Indicare l’anno esatto in cui cominciai a subire una vera e propria fascinazione per il cinema sarebbe di per sé alquanto improprio, considerando quella lunga fase gestatoria vissuta nel corso dell’infanzia e della prima adolescenza in cui l‘interesse per la narrazione scritta e quella per immagini incarnata dal fumetto, mi portò ad accostarmi per gradi alla sintassi visiva su celluloide. Ricordo tuttavia con estrema nitidezza quella sera del 1985 quando mio padre mi portò per la prima volta in una sala cinematografica. E mi trovai a vedere per caso “La Storia infinita”.

La vicenda di Bastian che si nasconde nella soffitta della scuola per sfuggire ad una realtà ostile e uggiosa identificandosi nelle avventure di Atreyu, protagonista della storia narrata nel libro rubato, sembrava per certi versi la trasposizione di quel periodo della mia vita. Anch’io leggevo molto per sottrarmi alla monotonia e all’angoscia del sentirmi confinato in una quotidianità circoscritta alla piccola provincia. Tanto che proprio come Bastian amavo rifugiarmi in soffitta o nelle librerie, a divorare volumi illustrati e vecchi libri appartenuti ai miei fratelli.

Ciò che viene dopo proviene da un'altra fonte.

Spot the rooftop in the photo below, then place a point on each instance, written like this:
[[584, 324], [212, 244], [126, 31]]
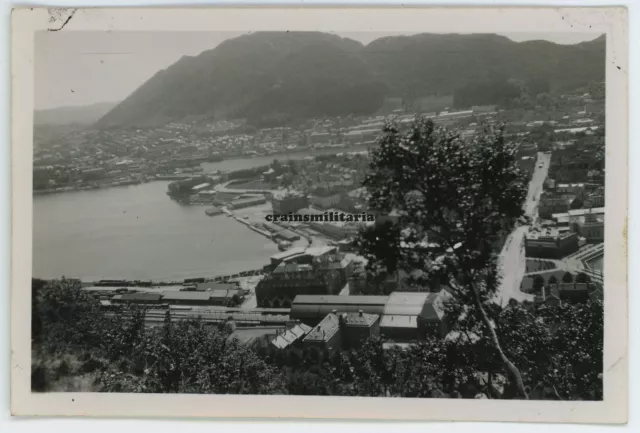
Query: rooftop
[[291, 335], [290, 252], [393, 321], [359, 319], [325, 329], [141, 296], [187, 296], [216, 286], [428, 305], [319, 251], [340, 300], [581, 212]]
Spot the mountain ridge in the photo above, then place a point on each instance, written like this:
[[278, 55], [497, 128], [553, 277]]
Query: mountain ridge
[[273, 77]]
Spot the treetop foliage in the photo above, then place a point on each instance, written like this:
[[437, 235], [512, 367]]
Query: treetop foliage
[[454, 199]]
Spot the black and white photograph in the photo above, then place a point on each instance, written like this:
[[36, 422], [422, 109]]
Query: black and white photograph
[[413, 215]]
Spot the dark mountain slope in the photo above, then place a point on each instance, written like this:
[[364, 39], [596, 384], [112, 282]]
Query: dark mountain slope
[[272, 77], [257, 76], [440, 64], [77, 115]]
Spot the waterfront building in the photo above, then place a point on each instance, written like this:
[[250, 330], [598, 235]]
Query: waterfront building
[[325, 200], [357, 327], [403, 316], [247, 200], [213, 285], [291, 336], [284, 204], [423, 315], [137, 298], [187, 298], [325, 337], [288, 280]]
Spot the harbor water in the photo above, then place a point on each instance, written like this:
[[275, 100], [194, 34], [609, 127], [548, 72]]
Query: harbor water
[[137, 232]]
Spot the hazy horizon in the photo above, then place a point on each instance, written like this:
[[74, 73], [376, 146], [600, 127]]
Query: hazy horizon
[[106, 67]]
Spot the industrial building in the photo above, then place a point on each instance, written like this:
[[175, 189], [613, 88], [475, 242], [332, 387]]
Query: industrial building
[[550, 243], [289, 203], [403, 316]]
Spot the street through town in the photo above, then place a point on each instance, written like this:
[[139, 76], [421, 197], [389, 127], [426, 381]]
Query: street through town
[[512, 261]]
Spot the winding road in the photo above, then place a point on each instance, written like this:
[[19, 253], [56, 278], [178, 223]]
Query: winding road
[[512, 262]]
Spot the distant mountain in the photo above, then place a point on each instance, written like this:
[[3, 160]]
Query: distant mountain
[[272, 77], [75, 115]]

Ma a differenza di quel che accadeva nel film, il mio regno di Fantasia non era minacciato dall’avanzare del Nulla. Sia sui banchi di scuola che a casa ero posseduto dalla frenesia di creare un mio reame immaginario del quale disegnavo persino delle mappe geografiche fitte di dettagli topografici. Nacquero così le mie prime saghe di storie a fumetti e di romanzi brevi, ispirate dalla lettura dei settimanali della Walt Disney. O dai classici della letteratura come la “Divina Commedia”, “Il mago di Oz”, “Il libro della Giungla”, i racconti neri di Edgar Allan Poe e di Guy de Maupassant.

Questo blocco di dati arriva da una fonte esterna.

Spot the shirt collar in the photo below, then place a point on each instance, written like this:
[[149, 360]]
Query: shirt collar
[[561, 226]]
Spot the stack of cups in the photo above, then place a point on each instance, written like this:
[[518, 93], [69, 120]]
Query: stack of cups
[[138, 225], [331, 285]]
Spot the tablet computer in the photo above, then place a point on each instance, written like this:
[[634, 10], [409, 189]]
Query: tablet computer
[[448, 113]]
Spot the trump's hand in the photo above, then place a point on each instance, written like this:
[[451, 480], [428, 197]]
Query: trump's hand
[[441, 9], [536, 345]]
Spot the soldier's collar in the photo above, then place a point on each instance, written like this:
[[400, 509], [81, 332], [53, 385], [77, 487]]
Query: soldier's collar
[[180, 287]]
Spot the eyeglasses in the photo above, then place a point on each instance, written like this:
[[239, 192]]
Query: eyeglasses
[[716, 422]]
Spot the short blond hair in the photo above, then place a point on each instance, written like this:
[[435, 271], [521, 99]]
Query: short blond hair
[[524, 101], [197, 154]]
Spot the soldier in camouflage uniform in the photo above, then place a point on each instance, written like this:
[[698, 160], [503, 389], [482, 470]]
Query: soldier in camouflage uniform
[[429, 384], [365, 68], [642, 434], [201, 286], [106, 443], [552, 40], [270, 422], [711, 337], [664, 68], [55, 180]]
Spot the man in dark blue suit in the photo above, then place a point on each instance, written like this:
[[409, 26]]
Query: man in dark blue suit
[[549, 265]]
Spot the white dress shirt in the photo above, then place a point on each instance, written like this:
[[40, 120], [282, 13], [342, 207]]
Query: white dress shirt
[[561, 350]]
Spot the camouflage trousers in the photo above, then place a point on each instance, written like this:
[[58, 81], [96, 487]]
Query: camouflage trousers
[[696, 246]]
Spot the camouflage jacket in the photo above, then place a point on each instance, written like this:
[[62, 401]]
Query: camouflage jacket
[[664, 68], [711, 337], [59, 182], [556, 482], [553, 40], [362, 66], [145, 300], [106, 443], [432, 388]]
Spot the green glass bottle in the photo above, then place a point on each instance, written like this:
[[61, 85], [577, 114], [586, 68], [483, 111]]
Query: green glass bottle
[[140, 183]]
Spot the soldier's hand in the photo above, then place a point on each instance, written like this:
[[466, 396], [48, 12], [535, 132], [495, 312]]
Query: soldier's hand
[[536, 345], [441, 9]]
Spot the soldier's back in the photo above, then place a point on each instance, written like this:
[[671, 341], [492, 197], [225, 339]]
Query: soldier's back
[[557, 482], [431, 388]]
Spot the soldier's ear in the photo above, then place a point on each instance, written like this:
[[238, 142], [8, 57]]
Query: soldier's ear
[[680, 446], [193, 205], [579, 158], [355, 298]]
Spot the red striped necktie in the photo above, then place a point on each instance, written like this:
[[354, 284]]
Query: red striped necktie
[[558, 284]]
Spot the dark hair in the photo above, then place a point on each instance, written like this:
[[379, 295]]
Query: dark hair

Ma anche i librogame della serie “Scegli la tua avventura” della Bantam books e “Lupo Solitario” del compianto Joe Dever. Una delle mie numerose storie a fumetti venne persino recensita su un numero di “Topolino” nel 1988. Era un’epoca in cui ero fermamente convinto che il mio avvenire sarebbe stato quello di sceneggiatore e cartoonista della Disney. Nel frattempo a scuola, durante la ricreazione, come una sorta di Cecile B. DeMille in miniatura, mi mettevo a capo dei miei compagni di classe per ricreare scene dei film che avevo visto il giorno prima in televisione. Ma la scoperta del potere evocativo e allucinatorio del cinema la devo alla visione di “2001: Odissea nello spazio”.

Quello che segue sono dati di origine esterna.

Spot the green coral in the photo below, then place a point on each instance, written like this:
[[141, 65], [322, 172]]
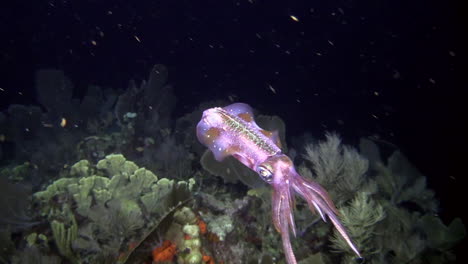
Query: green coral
[[360, 218], [117, 202]]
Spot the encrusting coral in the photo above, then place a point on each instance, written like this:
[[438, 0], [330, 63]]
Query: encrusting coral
[[116, 201]]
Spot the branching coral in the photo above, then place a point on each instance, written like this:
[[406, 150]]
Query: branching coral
[[360, 217], [117, 203], [339, 169]]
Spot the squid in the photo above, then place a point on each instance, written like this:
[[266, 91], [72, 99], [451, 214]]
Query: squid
[[232, 131]]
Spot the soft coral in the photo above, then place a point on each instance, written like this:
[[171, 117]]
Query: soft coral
[[165, 252]]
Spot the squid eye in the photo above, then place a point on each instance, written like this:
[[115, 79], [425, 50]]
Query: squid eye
[[265, 173]]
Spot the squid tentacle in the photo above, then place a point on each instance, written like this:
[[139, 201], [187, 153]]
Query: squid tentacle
[[283, 220]]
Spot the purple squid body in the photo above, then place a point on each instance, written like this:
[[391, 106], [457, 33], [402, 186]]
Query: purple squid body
[[232, 131]]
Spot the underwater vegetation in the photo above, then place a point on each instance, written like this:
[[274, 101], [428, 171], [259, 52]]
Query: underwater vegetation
[[122, 180]]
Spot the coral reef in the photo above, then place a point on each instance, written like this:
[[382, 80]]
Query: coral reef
[[116, 202]]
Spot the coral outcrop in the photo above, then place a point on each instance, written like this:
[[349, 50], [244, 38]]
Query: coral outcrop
[[116, 203]]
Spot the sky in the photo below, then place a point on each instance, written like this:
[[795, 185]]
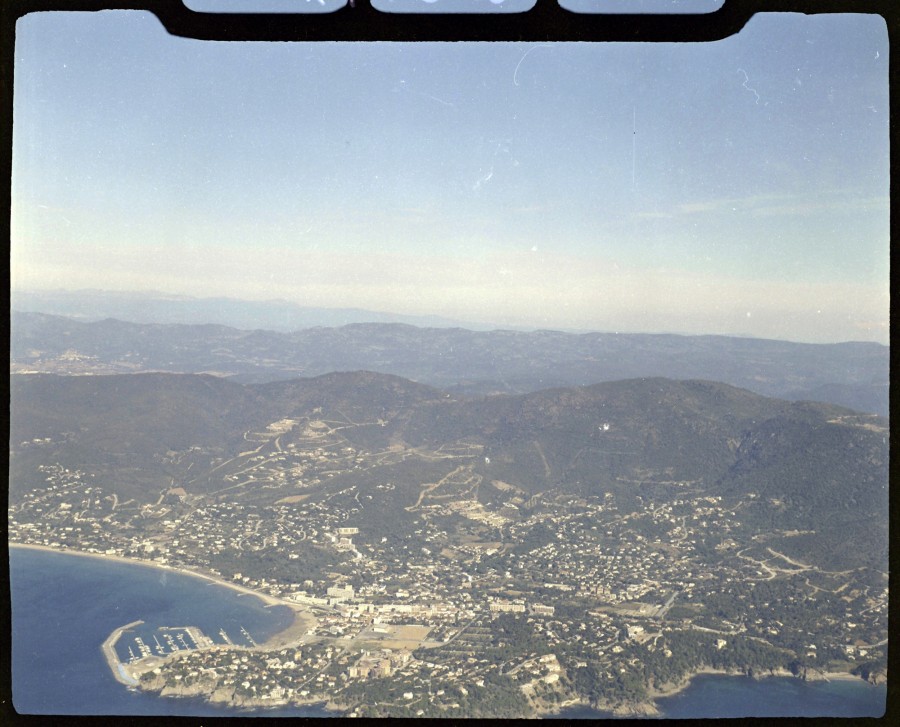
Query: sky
[[739, 187]]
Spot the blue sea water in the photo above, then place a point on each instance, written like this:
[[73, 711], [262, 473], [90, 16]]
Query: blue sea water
[[65, 606], [713, 696]]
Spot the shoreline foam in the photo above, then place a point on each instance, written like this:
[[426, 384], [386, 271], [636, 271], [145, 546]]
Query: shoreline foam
[[301, 616]]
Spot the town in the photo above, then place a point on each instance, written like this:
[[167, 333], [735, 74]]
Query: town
[[481, 600]]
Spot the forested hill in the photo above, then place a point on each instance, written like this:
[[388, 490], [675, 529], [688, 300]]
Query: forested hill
[[806, 466], [461, 361]]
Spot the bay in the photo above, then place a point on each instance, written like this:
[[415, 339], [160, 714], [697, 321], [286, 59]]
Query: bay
[[711, 696], [64, 606]]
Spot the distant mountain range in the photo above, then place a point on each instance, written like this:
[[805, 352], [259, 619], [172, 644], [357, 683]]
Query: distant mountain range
[[812, 467], [155, 307], [460, 361]]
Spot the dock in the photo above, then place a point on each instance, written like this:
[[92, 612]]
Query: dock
[[112, 658]]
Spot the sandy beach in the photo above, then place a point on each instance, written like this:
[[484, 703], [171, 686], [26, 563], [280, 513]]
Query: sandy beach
[[303, 619]]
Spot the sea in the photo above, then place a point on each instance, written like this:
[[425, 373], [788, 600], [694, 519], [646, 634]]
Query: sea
[[65, 606]]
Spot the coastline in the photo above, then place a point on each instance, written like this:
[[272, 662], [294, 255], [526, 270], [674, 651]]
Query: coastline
[[649, 707], [301, 616]]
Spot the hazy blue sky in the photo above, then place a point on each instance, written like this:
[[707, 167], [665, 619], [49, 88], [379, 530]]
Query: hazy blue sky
[[734, 187]]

Da bambino vidi solo la prima ora, dato che mio nonno mi proibiva di restare sveglio oltre le 10 di sera. Se qualcuno era riuscito a rendere così logico e fatidico il passaggio da un osso lanciato nel cielo da un ominide peloso ad una stazione orbitante che ruotava nello spazio al ritmo di “Sul bel Danubio blu”, quel qualcuno aveva manomesso gli ingranaggi della macchina misteriosa chiamata cinema per svelarne il funzionamento segreto basato sul moto della Visione perpetua. Fu da quella forza inesorabile che mi sentii sempre più attratto negli anni successivi, come ho avuto in seguito l’onore di confessare a Christiane Kubrick quando nel 2005 le consegnai di persona un ritratto di Stanley.